Por Maria Eduarda Sousa e Sofia Capanema



Não é segredo que as novas gerações estão hiper conectadas e que as relações humanas, sejam entre si ou com o meio, estão, consequentemente, sofrendo alterações. Essas mudanças, no entanto, vão muito além de simples interações no ambiente digital. Elas impactam diretamente a forma como os jovens se percebem e se relacionam com o mundo. Com o avanço da tecnologia, a exposição a novos conteúdos e ideologias se intensificou, tornando a experiência de crescimento e desenvolvimento um processo ainda mais complexo e desafiador.
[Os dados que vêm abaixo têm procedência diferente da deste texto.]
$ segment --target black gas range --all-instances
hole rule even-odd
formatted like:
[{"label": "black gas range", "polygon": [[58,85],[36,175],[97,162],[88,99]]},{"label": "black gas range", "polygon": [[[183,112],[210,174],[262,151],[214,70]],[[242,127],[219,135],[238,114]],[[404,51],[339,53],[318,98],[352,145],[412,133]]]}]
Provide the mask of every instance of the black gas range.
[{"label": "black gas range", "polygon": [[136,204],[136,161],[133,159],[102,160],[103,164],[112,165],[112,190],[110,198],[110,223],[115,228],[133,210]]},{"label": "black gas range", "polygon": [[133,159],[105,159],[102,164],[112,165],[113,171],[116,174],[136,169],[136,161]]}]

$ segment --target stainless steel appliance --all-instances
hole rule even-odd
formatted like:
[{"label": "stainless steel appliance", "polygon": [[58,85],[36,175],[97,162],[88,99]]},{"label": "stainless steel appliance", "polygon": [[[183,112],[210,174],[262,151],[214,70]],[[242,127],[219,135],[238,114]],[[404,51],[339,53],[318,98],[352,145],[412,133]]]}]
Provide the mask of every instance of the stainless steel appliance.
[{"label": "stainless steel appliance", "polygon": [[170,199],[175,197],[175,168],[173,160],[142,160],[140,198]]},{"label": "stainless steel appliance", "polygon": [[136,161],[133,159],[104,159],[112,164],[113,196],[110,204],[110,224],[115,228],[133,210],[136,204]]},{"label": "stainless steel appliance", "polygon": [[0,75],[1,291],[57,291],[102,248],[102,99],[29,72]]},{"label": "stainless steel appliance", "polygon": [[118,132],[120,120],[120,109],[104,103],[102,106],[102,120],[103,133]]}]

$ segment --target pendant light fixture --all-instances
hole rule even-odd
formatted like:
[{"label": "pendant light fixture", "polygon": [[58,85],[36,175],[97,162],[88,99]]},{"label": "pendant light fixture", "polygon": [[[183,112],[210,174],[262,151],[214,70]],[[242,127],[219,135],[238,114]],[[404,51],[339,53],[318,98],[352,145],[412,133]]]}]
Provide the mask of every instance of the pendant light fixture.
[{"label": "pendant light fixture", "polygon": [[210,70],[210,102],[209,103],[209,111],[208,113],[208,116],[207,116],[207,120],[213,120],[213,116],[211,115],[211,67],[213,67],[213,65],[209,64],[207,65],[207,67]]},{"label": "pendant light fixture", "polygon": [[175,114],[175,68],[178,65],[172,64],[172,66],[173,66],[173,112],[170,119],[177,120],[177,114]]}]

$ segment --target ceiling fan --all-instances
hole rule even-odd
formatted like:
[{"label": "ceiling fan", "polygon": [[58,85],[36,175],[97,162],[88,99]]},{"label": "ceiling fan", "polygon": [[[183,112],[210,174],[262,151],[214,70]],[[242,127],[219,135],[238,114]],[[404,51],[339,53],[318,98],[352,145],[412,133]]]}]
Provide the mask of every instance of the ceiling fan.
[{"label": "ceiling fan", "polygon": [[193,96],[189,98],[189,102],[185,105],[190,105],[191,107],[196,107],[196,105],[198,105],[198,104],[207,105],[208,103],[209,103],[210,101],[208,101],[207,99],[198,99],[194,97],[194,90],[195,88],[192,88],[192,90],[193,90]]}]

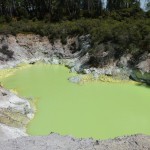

Para orientação, deve-se levar em conta o quão expressiva essa presença online é: uma pesquisa de 2023 realizada pelo Cetic.br, centro de estudos filiado ao Comitê Gestor da Internet no Brasil aponta que 95% dos brasileiros na faixa etária de 9 a 17 anos usam a internet em seu cotidiano. Essa estatística reflete uma realidade onde os jovens se encontram vulneráveis a influências externas constantes, que moldam seus valores e percepções. Faz-se necessário compreender o impacto que esse novo estilo de vida traz, para que a sociedade lide com sua nova realidade da melhor forma possível, especialmente no que diz respeito ao cuidado com as ditas novas gerações.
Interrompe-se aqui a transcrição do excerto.